Students could eventually have their assignments scanned electronically for plagiarism if the Queensland University of Technology and the University of Queensland employ software currently available.
“We are currently half way through a project comparing software solutions, ” said Janine Schmidt, Corporate Services Librarian at the University of Queensland.
“Up until now many academics have only been able to detect plagiarism by noticing style changes within the essay,” said Mrs Schmidt.
The university is currently comparing checking computer programs and search engines to determine the best validating system, said Mrs Schmidt.
The Australian newspaper recently reported that six Victorian universities had discovered more than 8% of student’s essays contained text taken from web sites. The universities had used the Turnitin.com detection system.
Mrs Schmidt said that one of the problems with using a software solution is that it requires that the essay be available in digital form.
Mike Lean, Copyright Officer of the QUT, said the QUT does not currently scan student’s essays electronically.
Mr Lean said electronic scanning is an option for the problem of plagiarism
although the University is also looking at other options, especially at
Mr Lean said that the QUT is also concerned about legal aspects of using electronic scanning systems, particularly at copyright issues.
“We have a concern with using the Turnitin system because the student’s essay is copied back into the Turnitin database whilst the intellectual property of the essay still belongs to the individual student”.
The QUT also realises that there is a wider aspect to plagiarism, he said.
“For instance other cultures have a different view of plagiarism.
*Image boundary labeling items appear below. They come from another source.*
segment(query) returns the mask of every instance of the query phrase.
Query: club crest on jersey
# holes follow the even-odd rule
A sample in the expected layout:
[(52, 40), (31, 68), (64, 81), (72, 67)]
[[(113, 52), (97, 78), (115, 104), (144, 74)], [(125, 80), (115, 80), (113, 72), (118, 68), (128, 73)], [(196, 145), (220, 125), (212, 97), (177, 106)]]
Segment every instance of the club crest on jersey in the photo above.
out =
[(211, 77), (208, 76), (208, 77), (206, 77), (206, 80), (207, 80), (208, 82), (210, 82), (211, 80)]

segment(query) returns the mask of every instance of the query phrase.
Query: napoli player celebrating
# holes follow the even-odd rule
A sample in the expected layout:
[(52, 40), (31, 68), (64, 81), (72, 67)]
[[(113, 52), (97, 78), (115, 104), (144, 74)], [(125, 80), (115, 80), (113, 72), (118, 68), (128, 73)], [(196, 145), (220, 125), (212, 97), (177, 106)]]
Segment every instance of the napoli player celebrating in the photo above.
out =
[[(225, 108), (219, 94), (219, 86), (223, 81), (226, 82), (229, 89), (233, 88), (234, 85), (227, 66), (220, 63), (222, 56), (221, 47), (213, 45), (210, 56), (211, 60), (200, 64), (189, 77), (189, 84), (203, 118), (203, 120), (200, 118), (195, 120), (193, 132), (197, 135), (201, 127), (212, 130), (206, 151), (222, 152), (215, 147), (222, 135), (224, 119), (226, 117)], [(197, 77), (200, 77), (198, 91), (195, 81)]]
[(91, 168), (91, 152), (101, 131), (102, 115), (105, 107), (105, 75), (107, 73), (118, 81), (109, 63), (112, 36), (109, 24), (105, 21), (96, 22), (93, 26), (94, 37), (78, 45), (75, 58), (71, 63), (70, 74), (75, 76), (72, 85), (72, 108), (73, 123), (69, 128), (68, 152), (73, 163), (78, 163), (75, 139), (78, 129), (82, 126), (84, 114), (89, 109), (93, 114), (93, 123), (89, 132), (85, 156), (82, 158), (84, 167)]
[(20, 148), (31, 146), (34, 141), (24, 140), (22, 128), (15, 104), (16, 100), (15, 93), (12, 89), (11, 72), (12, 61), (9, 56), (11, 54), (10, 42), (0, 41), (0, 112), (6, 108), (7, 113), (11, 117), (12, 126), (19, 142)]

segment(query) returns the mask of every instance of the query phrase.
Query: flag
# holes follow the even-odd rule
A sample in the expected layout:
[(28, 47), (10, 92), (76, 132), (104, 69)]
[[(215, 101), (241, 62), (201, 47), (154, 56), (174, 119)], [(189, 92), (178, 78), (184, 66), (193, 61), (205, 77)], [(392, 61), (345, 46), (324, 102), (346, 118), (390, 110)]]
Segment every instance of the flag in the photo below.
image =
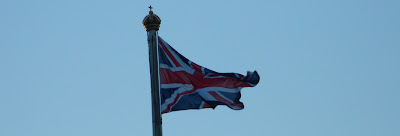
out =
[(244, 108), (239, 101), (243, 87), (254, 87), (260, 80), (256, 71), (247, 76), (218, 73), (186, 59), (158, 37), (161, 112), (215, 108), (226, 105)]

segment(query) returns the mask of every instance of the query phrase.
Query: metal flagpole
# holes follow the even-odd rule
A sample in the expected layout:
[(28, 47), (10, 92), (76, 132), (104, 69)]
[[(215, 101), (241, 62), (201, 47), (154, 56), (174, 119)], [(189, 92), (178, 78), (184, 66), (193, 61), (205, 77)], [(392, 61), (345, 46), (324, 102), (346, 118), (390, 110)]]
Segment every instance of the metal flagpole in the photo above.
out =
[(151, 77), (151, 107), (153, 119), (153, 136), (162, 136), (162, 118), (160, 111), (160, 83), (158, 69), (158, 46), (157, 31), (160, 28), (161, 19), (153, 13), (150, 6), (149, 14), (143, 19), (143, 25), (147, 31), (150, 56), (150, 77)]

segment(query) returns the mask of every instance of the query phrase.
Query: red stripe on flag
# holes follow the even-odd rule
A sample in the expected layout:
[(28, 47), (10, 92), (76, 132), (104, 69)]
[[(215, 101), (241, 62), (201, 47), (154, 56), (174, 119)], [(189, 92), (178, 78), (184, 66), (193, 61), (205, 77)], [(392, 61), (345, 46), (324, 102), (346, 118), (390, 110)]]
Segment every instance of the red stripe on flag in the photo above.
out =
[(171, 71), (169, 69), (160, 69), (161, 84), (192, 84), (195, 88), (206, 87), (224, 87), (224, 88), (238, 88), (238, 87), (251, 87), (249, 83), (238, 81), (234, 78), (204, 78), (204, 75), (195, 72), (193, 75), (186, 71)]
[(194, 93), (194, 92), (196, 92), (196, 89), (192, 89), (192, 90), (185, 91), (185, 92), (177, 94), (175, 99), (174, 99), (174, 101), (172, 103), (168, 104), (167, 108), (164, 111), (162, 111), (161, 114), (169, 112), (171, 110), (171, 107), (178, 102), (178, 100), (179, 100), (179, 98), (181, 96), (186, 95), (186, 94), (190, 94), (190, 93)]
[(172, 56), (171, 52), (164, 45), (164, 42), (162, 42), (161, 39), (158, 39), (158, 42), (161, 44), (162, 49), (164, 50), (165, 53), (167, 53), (168, 57), (172, 60), (172, 62), (175, 64), (175, 66), (180, 67), (181, 64), (179, 64), (178, 61), (175, 59), (175, 57)]

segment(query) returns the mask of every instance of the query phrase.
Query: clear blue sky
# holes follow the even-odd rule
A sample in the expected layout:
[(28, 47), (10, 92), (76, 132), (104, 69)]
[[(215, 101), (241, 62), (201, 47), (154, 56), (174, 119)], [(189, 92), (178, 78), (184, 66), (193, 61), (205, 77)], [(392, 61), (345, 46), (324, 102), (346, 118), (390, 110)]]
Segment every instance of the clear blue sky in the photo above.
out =
[(399, 136), (400, 1), (0, 1), (1, 136), (150, 136), (148, 6), (245, 109), (163, 115), (164, 136)]

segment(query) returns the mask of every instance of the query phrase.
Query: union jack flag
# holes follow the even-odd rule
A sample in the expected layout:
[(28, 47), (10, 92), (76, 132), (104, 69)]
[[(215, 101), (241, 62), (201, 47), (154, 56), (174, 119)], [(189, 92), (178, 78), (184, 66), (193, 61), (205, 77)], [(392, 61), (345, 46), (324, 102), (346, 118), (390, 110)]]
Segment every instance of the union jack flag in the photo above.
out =
[(218, 73), (186, 59), (158, 37), (161, 112), (215, 108), (226, 105), (244, 108), (239, 101), (243, 87), (254, 87), (260, 80), (256, 71), (247, 76)]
In those cultures it is a mark of respect to copy the work of others without attribution. As well students also have the pressure of assignments. Plagiarism is not always done with the worst of motives,” he said.
The original story in The Australian was called “Plagiarism tracked at 8 per cent” and it appeared Wednesday 11/9/02 in the Higher Education supplement. I tried to update this story with a local angle. I consider it is mainly an education story though it could also be a science (ie InfoTech) story.
Enquiries at the QUT referred me to Mike Lean, the Copyright Officer on 38644024. Enquiries at the UQ referred me to the Corporate Services librarian, Janine Schmidt on 33652571. I tried to get some info from Bond University but they never got back to me.
The general direction of electronic scanning will probably be some model that allows for random electronic scanning of student’s assignments. However the issue of copyright remains to be resolved particularly if universities use Turnitin.com. If they use this company a student could possibly sue the university for unauthorised use of copyright as the company keeps a copy of the material submitted. Other software/systems however don’t require any such breach of copyright.
I also downloaded and played around with some of the software. I cut and pasted a story together and set a program called Eve (considered one of the best) to find out if I plagiarised it…it only found 50% of the stolen material. Turnitin.com is supposedly the best and easiest to use system, though it seems to have a 24 hour turnaround assessment time.